EPA streamlines dioxin, floodplain contamination cleanup process for 24-mile stretch of Tittabawassee River

Published: Monday, March 19, 2012, 9:00 PM
Lindsay Knake | lknake@mlive.com
7 Dioxin Concerns 06Dow crews cleanup dioxin-tainted soils in and along the Tittabawassee River near the Midland-Saginaw county line in 2007.

KOCHVILLE TWP. — The U.S. Environmental Protection Agency is streamlining the plan to clean 24 miles of the Tittabawassee River.

Instead of individually planning each of the remaining six segments of the dioxin cleanup in the river, the EPA will create a comprehensive cleanup plan, said Mary Logan, EPA remedial project manager based in Chicago. The agency also plans to meet extensively with Midland and Saginaw county residents and governments for feedback and to hear concerns.

She explained the process at Monday’s Saginaw-Tittabawassee Rivers Contamination Community Advisory Group meeting at Saginaw Valley state University.

“We’re looking at it holistically for the purposes of decision-making,” Logan said. “We feel it’s important to engage the community before we select options. We want the entire floodplain population to be engaged.”

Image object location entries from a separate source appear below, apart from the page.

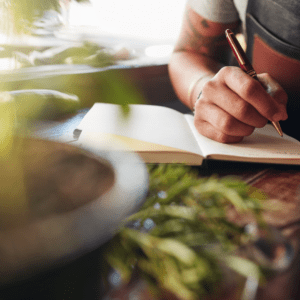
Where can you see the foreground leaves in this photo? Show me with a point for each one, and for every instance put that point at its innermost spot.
(181, 236)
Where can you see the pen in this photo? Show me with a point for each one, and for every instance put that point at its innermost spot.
(245, 64)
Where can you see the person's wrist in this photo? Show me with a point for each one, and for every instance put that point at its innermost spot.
(198, 98)
(195, 88)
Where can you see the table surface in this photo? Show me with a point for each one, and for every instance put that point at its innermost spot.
(79, 280)
(279, 182)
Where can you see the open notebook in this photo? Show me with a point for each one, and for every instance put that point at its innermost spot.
(163, 135)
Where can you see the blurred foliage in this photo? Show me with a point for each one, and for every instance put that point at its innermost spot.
(181, 236)
(20, 14)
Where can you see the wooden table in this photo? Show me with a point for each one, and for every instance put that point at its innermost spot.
(80, 279)
(281, 183)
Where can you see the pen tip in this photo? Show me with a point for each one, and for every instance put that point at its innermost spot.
(228, 31)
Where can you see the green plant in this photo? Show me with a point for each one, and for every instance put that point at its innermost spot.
(181, 236)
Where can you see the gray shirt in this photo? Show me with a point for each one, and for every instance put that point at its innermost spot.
(221, 11)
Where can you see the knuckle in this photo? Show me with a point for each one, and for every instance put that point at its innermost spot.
(243, 109)
(249, 88)
(226, 139)
(226, 123)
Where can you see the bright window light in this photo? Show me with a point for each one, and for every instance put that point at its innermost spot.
(154, 20)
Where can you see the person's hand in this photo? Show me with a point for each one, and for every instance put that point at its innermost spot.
(233, 104)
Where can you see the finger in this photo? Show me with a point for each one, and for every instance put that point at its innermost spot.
(234, 105)
(273, 88)
(253, 92)
(206, 129)
(221, 120)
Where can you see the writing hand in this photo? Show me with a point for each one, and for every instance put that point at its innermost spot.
(233, 104)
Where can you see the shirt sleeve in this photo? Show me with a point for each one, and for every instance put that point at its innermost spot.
(221, 11)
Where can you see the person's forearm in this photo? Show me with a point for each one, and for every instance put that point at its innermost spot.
(188, 73)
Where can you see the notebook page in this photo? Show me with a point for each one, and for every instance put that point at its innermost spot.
(153, 124)
(263, 143)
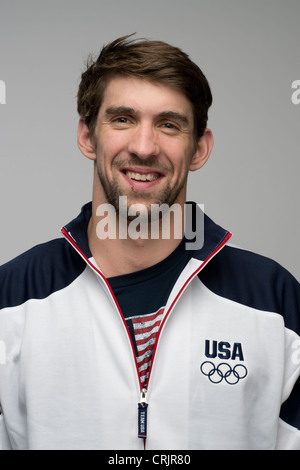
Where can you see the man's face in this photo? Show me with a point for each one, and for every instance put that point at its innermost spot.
(144, 143)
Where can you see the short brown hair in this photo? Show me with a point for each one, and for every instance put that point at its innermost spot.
(155, 61)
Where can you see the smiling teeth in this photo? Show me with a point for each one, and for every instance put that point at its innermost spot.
(141, 177)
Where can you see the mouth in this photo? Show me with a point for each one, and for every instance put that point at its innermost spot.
(142, 178)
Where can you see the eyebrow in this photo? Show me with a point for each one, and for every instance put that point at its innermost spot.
(114, 110)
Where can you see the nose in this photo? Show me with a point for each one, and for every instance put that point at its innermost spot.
(143, 141)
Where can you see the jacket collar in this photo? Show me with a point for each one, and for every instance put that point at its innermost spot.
(210, 236)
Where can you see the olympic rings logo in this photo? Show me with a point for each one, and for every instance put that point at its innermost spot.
(231, 375)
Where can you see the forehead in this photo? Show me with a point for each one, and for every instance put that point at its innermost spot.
(145, 96)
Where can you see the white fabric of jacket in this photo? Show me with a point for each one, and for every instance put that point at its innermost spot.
(225, 370)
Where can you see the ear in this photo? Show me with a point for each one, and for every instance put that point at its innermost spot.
(84, 140)
(204, 147)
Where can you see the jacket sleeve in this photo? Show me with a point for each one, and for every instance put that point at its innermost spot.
(4, 439)
(288, 437)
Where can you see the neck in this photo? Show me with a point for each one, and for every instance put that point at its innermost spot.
(121, 248)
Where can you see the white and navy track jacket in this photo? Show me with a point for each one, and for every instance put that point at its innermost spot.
(225, 369)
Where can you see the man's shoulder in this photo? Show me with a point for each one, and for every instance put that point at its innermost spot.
(38, 272)
(253, 280)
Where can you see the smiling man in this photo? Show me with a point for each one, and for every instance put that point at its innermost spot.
(132, 342)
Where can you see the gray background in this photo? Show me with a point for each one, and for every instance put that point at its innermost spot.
(248, 49)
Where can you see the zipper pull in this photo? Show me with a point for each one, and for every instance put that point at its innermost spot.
(142, 415)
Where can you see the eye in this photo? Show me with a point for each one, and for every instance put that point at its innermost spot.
(169, 127)
(121, 120)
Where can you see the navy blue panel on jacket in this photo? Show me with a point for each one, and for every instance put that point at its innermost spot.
(39, 272)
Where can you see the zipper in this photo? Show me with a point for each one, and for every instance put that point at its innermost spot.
(143, 404)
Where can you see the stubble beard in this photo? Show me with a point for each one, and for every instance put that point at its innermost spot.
(112, 192)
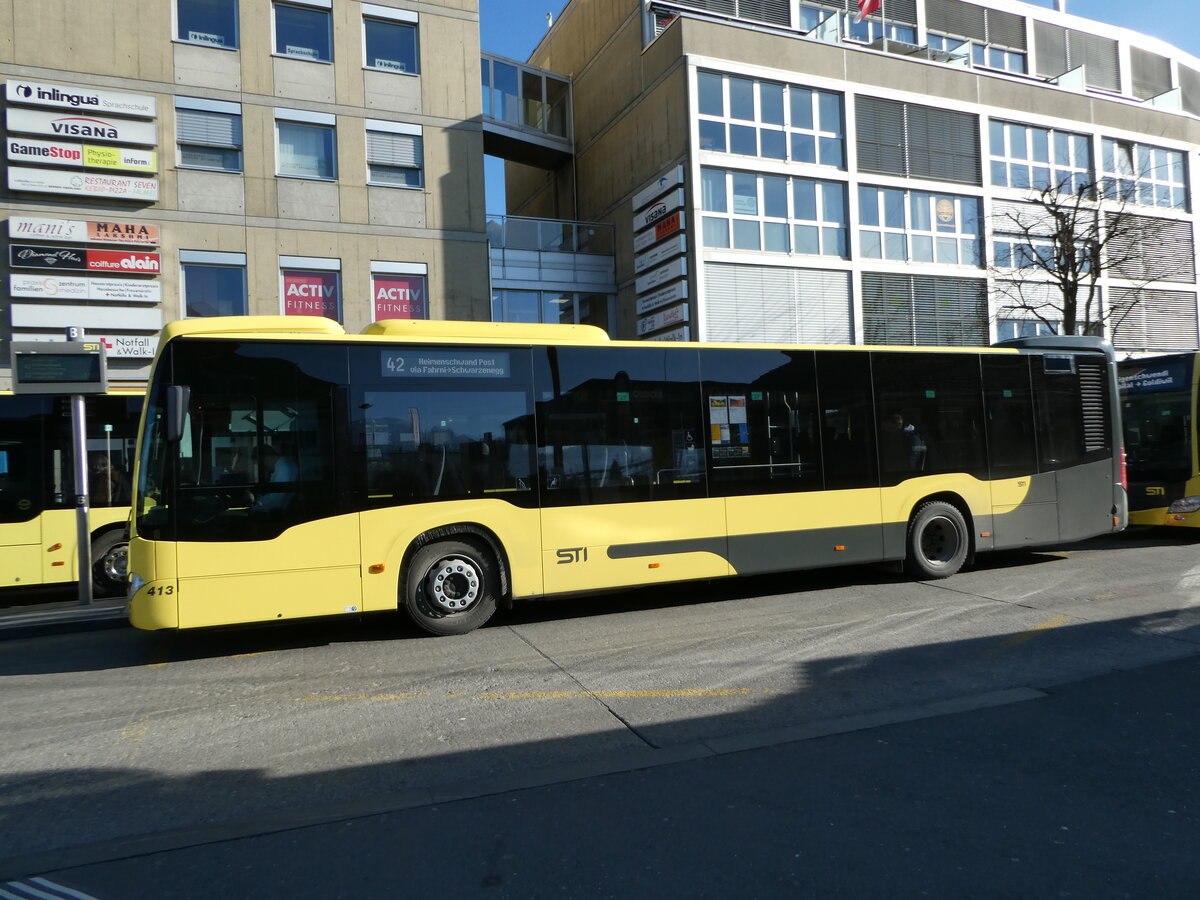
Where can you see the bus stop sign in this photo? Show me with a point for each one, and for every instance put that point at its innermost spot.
(59, 367)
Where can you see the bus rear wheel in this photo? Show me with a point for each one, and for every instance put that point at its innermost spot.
(937, 540)
(109, 563)
(451, 587)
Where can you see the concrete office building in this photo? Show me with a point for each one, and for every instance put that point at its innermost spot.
(198, 157)
(777, 172)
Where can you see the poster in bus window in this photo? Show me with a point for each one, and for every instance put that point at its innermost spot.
(311, 294)
(399, 297)
(729, 433)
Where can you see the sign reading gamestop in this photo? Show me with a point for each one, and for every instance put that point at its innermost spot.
(399, 297)
(311, 294)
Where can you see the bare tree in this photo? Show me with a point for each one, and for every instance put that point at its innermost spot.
(1053, 249)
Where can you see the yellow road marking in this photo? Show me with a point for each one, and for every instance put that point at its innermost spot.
(623, 695)
(1030, 634)
(547, 695)
(335, 697)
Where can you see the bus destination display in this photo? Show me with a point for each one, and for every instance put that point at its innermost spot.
(444, 364)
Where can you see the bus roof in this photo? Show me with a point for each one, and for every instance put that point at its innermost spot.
(484, 333)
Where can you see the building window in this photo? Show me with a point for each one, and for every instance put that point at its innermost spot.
(214, 283)
(209, 135)
(305, 30)
(918, 227)
(553, 306)
(924, 310)
(1143, 174)
(771, 120)
(395, 154)
(1021, 251)
(399, 291)
(208, 22)
(1031, 157)
(307, 144)
(744, 210)
(311, 286)
(1012, 329)
(898, 138)
(389, 37)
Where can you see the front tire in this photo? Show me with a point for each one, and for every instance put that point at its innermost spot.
(109, 563)
(937, 541)
(451, 587)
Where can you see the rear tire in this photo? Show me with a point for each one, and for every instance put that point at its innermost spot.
(937, 541)
(109, 564)
(451, 587)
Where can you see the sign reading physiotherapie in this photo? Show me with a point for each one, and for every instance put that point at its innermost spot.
(91, 155)
(40, 94)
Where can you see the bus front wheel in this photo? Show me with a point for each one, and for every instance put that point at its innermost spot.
(937, 540)
(109, 562)
(451, 587)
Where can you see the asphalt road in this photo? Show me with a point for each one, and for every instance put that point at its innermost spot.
(678, 742)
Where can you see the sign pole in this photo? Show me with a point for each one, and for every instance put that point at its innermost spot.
(79, 448)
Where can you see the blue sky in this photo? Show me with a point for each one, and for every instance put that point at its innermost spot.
(513, 28)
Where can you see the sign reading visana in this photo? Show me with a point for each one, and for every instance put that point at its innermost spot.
(415, 363)
(73, 97)
(76, 125)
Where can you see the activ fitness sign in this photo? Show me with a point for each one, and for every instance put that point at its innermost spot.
(40, 94)
(311, 293)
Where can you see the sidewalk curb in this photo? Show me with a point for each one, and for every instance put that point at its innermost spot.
(34, 621)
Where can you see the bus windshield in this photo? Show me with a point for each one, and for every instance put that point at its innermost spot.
(1157, 409)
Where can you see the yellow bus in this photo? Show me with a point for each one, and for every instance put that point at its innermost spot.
(288, 469)
(37, 499)
(1158, 407)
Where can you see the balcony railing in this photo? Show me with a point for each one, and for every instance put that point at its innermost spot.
(552, 235)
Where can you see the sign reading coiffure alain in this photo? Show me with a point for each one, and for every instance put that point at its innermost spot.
(65, 96)
(125, 262)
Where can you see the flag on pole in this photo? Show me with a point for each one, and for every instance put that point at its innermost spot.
(865, 7)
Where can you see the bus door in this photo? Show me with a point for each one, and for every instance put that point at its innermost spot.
(796, 465)
(23, 490)
(621, 462)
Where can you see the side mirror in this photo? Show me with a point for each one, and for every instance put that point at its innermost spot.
(178, 396)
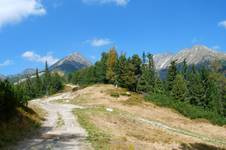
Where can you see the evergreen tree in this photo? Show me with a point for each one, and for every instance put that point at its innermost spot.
(171, 76)
(147, 80)
(100, 69)
(196, 89)
(38, 84)
(159, 86)
(185, 69)
(47, 78)
(179, 90)
(111, 62)
(131, 79)
(151, 73)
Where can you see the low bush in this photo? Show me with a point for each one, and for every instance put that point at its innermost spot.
(186, 109)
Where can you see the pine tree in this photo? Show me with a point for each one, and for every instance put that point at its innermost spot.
(214, 97)
(38, 84)
(159, 86)
(171, 76)
(179, 90)
(100, 69)
(147, 80)
(136, 62)
(47, 79)
(111, 62)
(121, 70)
(196, 88)
(151, 72)
(185, 69)
(131, 79)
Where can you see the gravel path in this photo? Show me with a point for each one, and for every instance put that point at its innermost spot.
(67, 135)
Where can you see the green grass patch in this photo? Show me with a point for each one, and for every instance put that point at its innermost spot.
(116, 95)
(25, 123)
(60, 121)
(134, 99)
(186, 109)
(97, 137)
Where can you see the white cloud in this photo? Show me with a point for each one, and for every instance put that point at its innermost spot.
(6, 63)
(31, 56)
(14, 11)
(216, 47)
(222, 24)
(98, 42)
(117, 2)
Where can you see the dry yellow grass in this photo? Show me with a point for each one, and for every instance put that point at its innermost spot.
(137, 135)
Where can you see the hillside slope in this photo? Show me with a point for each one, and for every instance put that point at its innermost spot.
(117, 119)
(70, 63)
(195, 55)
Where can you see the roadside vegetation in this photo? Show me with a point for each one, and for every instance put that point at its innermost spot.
(194, 91)
(99, 139)
(60, 121)
(17, 119)
(23, 124)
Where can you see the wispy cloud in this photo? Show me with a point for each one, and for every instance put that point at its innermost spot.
(117, 2)
(99, 42)
(14, 11)
(222, 24)
(6, 63)
(216, 47)
(32, 56)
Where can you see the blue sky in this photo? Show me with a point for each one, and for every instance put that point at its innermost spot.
(32, 31)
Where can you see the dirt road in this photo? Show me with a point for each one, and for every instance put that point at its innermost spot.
(60, 130)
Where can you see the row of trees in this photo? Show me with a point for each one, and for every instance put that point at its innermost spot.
(37, 86)
(199, 86)
(17, 95)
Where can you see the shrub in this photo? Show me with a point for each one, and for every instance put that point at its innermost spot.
(186, 109)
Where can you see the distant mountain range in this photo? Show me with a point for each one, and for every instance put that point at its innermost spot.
(67, 64)
(2, 77)
(71, 63)
(195, 55)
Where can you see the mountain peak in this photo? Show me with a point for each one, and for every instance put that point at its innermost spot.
(72, 62)
(195, 55)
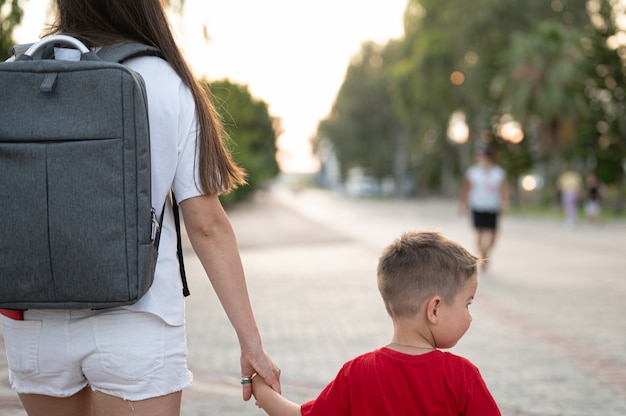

The EPA currently is completing planning the cleanup for Segment 1, a three-mile stretch of river next to the Dow Chemical Co. Midland plant, with the first season of two to start this spring.

The cleanup effort for the Tittabawassee and Saginaw Rivers and Saginaw Bay is funded by Dow Chemical, which has acknowledged contaminating the floodplains with historical air and river releases of the toxic chemical.

Dioxins and furans, by-products of the chlorine manufacturing process, can have some health effects, including chloracne and reproductive issues.

While the planning will take more time up front, Logan said, it should mean a faster site cleanup.

In 2012, the EPA will develop a preliminary list of cleanup options, and in 2013 have “extensive” interaction with Tittabawasse River floodplain property owners, entities that have jurisdiction over floodplain and stakeholders such as the community advisory group and environmental groups.

The EPA will use 2014 to propose a formal cleanup option, get public comment and select the final plan.

“We have heard loud and clear people care about the property,” Logan said.

The EPA wants better feedback from residents and to give owners certainty of a plan, even if it’s years away, she said. With only one public comment session instead of one for the remaining six segments, the streamlined plan will relieve the administrative burden for the EPA.

The community engagement may include large and small meetings, Logan said.

Lone Tree Council member Terry Miller said at the meeting he likes the idea, and hopes the EPA will hold large meetings to allow residents to hear the concerns and questions of others.